Representatives Yassamin Ansari of Arizona, Maxine Dexter of Oregon, Maxwell Frost of Florida and Robert Garcia of California touched down in Central America on Sunday, following a visit by the Maryland senator Chris Van Hollen last week. The lawmakers are seeking to meet with Ábrego García, who had lived in the US for more than a decade before being swept up in a 15 March operation.
“Even with all of the illegal actions we’ve seen over the last couple of months, I think this is the one that terrifies me the most when it comes to the future of our democracy,” Ansari told the Associated Press in an interview.
According to a congressional aide familiar with the arrangements, the delegation will meet with officials at the US embassy on Tuesday morning to advocate for Ábrego García’s release and ask about other individuals transferred from the US who are currently detained in El Salvador.
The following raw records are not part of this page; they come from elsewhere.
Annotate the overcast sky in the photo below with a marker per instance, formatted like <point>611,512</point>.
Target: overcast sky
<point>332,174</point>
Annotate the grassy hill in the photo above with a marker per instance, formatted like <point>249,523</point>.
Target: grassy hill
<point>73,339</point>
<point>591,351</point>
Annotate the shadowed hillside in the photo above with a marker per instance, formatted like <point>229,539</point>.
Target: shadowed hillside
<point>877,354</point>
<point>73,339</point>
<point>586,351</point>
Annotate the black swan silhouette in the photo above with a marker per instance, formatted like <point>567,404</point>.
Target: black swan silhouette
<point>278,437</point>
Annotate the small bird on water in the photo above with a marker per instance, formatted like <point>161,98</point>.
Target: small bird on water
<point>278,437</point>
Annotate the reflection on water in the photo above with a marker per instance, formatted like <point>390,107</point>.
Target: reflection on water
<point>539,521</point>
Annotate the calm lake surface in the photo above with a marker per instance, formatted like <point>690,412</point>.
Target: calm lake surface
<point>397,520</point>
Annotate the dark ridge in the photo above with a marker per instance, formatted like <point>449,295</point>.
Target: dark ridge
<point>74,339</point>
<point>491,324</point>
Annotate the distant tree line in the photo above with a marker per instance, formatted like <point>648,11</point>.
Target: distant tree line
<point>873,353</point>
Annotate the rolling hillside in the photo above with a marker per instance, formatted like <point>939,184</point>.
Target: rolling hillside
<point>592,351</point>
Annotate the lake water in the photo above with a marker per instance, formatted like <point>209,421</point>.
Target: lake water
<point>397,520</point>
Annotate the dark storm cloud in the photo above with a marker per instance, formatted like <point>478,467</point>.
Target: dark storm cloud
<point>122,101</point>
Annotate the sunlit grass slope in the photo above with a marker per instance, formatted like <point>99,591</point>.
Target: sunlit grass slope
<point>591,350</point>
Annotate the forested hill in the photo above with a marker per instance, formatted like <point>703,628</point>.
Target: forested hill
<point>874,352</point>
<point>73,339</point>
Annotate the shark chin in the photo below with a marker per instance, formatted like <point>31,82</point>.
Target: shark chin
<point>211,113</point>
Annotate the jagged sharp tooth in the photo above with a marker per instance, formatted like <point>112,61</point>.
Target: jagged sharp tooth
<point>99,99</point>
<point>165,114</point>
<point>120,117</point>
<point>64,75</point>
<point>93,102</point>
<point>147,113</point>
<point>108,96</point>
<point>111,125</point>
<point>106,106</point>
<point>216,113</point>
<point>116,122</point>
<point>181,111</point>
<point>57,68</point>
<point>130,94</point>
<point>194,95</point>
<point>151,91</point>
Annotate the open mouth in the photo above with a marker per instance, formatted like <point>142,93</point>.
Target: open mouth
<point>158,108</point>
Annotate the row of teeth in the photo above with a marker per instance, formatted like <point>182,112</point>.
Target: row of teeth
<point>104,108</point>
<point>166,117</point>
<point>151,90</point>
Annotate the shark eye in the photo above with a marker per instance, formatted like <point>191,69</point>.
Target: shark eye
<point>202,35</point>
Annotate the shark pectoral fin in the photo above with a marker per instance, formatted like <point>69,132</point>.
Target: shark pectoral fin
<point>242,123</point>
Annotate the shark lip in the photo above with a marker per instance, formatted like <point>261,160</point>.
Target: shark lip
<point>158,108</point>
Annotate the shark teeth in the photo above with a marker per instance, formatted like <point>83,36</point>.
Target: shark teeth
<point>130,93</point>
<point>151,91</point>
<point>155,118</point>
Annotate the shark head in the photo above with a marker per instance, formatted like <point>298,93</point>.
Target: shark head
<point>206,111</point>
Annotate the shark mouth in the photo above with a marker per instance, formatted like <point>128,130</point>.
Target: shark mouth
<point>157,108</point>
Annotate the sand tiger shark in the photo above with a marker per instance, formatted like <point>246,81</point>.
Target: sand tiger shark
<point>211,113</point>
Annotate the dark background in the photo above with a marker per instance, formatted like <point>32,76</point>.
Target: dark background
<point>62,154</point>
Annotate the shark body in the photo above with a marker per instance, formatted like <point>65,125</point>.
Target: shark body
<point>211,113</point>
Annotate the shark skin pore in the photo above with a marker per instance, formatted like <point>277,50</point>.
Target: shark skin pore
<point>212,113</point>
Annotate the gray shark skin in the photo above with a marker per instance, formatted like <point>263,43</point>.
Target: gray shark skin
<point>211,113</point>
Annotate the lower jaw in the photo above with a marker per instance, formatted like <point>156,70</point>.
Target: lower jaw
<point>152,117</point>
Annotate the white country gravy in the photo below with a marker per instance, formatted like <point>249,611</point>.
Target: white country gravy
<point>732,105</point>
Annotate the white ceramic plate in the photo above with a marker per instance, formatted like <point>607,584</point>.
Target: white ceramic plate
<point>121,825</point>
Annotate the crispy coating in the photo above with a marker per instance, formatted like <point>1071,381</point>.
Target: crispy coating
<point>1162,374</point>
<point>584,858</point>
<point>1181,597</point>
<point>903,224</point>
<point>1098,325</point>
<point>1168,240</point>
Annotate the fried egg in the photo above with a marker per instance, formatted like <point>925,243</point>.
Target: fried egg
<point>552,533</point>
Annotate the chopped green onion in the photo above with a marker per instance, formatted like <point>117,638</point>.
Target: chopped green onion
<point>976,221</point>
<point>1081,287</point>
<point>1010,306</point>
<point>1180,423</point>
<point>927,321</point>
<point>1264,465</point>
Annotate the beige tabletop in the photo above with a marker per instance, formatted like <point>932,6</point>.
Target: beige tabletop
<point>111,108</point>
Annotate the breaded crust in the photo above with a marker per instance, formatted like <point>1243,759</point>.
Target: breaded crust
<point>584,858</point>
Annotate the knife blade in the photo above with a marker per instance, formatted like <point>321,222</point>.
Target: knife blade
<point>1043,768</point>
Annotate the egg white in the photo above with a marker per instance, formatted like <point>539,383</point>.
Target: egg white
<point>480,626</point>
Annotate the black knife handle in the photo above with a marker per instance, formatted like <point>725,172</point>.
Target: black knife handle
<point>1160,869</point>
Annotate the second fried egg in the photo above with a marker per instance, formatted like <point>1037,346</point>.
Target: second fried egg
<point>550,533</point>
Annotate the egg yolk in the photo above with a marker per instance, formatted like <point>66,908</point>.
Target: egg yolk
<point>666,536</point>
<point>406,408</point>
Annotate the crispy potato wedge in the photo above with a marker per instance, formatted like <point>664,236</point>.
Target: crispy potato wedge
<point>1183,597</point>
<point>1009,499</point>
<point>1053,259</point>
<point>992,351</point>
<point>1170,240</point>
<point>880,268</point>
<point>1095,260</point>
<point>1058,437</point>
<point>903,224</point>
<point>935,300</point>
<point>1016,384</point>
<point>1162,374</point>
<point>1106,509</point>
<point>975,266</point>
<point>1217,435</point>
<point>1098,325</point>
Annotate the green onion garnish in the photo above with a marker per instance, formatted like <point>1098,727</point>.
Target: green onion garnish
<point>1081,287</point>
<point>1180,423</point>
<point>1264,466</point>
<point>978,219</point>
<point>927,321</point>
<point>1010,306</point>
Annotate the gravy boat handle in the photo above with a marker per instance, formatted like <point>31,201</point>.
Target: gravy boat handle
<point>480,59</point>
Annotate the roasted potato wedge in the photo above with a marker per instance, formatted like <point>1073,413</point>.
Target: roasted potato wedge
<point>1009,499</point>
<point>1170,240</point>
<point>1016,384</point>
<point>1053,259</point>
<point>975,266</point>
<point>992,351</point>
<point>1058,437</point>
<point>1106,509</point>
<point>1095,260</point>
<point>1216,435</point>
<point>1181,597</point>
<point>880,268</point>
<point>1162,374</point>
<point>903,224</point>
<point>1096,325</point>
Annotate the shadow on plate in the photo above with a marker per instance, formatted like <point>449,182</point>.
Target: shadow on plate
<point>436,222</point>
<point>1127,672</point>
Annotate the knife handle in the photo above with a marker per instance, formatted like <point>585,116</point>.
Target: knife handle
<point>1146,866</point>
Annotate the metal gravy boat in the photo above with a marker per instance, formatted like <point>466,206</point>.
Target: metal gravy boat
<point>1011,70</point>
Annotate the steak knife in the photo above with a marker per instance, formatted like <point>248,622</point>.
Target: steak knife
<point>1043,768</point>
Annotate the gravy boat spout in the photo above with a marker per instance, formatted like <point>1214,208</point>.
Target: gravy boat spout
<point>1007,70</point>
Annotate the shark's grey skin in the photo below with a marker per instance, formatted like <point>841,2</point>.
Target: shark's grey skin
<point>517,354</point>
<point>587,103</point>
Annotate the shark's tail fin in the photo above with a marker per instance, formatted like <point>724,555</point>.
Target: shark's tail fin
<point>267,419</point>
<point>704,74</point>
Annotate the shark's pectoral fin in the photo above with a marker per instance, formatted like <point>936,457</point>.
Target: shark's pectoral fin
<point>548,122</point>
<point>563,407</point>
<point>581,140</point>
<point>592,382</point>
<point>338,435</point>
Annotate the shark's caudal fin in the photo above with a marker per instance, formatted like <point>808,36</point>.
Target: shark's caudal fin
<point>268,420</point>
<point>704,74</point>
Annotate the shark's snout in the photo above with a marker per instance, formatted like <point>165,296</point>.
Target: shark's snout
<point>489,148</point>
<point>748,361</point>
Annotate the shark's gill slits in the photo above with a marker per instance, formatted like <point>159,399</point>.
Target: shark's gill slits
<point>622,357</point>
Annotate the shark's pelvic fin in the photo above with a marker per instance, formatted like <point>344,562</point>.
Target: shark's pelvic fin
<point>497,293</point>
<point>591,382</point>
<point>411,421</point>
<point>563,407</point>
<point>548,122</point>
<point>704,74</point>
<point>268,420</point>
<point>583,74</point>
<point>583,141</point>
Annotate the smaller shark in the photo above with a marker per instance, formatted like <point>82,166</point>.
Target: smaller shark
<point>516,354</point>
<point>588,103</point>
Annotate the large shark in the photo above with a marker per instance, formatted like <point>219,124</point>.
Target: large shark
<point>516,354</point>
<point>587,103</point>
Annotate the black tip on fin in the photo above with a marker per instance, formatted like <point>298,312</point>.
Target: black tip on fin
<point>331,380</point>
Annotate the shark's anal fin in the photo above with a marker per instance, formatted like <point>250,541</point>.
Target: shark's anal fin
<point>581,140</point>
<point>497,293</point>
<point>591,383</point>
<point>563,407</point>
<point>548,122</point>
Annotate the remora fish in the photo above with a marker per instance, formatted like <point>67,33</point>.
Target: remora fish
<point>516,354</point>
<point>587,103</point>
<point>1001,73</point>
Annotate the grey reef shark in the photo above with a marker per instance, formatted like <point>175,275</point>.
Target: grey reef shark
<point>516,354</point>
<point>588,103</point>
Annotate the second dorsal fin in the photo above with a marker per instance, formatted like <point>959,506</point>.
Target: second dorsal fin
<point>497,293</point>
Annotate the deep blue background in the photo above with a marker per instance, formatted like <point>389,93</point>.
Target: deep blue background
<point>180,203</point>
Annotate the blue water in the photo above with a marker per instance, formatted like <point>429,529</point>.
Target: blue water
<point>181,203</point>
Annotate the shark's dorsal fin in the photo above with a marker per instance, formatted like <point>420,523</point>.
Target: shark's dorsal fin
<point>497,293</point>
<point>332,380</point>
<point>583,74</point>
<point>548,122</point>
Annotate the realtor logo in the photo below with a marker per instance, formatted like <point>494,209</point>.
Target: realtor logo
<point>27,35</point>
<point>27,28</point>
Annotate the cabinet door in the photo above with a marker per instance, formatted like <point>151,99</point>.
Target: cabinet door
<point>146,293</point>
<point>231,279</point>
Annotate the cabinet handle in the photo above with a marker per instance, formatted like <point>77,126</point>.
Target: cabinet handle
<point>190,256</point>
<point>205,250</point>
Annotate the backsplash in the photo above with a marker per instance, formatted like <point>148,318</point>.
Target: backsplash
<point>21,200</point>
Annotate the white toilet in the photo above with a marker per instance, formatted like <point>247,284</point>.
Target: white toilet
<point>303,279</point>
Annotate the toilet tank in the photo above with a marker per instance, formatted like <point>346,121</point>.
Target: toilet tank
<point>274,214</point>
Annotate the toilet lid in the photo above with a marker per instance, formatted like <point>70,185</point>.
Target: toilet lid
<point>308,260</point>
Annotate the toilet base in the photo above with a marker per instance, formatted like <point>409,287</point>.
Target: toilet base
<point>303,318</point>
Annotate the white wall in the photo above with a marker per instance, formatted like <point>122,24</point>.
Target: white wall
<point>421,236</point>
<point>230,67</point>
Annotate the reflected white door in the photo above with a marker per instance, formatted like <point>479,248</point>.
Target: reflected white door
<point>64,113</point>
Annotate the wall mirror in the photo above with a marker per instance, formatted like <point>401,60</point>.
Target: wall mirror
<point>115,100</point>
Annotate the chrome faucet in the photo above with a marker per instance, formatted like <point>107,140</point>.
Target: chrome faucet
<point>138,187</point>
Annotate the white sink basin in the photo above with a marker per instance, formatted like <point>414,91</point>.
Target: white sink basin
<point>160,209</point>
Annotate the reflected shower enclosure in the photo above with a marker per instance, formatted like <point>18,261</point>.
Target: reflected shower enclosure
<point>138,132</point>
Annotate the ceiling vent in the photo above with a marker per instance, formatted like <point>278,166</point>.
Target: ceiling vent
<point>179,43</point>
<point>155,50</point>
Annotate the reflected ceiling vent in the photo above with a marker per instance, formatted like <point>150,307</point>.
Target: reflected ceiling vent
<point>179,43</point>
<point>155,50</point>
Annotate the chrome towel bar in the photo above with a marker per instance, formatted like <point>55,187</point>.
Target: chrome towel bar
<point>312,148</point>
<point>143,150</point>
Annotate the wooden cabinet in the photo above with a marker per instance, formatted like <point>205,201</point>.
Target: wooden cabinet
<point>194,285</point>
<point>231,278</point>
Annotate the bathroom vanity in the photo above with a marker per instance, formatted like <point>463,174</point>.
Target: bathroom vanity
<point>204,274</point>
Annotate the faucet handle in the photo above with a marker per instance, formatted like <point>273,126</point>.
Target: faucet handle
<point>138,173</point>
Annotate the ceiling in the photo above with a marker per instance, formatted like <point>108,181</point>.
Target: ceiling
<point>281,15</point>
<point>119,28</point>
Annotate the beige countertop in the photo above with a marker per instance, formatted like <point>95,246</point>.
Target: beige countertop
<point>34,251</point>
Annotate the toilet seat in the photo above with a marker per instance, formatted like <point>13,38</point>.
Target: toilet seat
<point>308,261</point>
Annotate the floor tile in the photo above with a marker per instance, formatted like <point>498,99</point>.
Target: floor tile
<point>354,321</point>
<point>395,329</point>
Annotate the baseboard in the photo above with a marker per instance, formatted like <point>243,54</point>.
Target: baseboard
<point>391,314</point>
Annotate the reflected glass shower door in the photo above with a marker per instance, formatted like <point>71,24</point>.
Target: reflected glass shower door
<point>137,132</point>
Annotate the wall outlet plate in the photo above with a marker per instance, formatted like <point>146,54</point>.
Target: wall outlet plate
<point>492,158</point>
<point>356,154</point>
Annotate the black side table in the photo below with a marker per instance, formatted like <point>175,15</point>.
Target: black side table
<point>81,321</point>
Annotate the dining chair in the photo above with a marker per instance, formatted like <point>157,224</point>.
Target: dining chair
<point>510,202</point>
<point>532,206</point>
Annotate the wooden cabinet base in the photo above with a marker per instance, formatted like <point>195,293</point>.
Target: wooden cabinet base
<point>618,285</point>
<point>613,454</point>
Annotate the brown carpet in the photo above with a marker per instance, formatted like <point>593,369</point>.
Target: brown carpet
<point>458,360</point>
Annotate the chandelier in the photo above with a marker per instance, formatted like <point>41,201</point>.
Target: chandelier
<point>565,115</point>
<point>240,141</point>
The lawmakers will also receive classified briefings during their visit.
The case has become a flashpoint in the ongoing tensions between the Trump administration and the supreme court, which ruled that the government had a duty to help return Ábrego García. Justice department lawyers have argued that they lack the power to secure his release from foreign custody.
Garcia, the representative from California, said that Ábrego García deserves due process.
“They’re trying to demonize him, and we’re not here to defend him. He deserves due process, and everyone deserves due process,” Garcia told the AP. “What he did or may have done, that has to be decided by a judge.”
Ábrego García, who had protected legal status that should have prevented his deportation, was sent to El Salvador on a plane carrying alleged immigrant gang members. He is currently held in the country’s Terrorism Confinement Center (Cecot), a facility that has drawn praise from Republican lawmakers but criticism from human rights advocates.
The Trump administration admitted in court filings that “an administrative error” led to Ábrego García’s deportation to El Salvador – despite a 2019 immigration judge’s order protecting him – but the same officials say they will not return him to his American wife and disabled child in Maryland.
The White House press secretary, Karoline Leavitt, has defended the deportation, claiming Ábrego García was involved in human trafficking and terrorism, and said that if he were to return to the US, “he would immediately be deported again”.
But the controversy has even drawn criticism from some Republicans, with Senator John Kennedy of Louisiana acknowledging on NBC’s Meet the Press that “the administration won’t admit it. But this was a screw-up.”
As minority party members in both chambers of Congress, Democrats have limited leverage over the administration but are still determined on maintaining public pressure. Ansari indicated that more Democratic lawmakers plan to visit El Salvador in the coming weeks, saying: “This is about the future of our democracy and the future of due process as American citizens.”
Ábrego GarcÍa’s wife, Jennifer Vasquez Sura, said in a statement Monday that the lawmakers’ visit “sends a powerful message”.
“We’re deeply grateful to the members of Congress and advocates for justice now on the ground in El Salvador, building on the leadership of Senator Van Hollen,” she said in the statement, according to NBC News.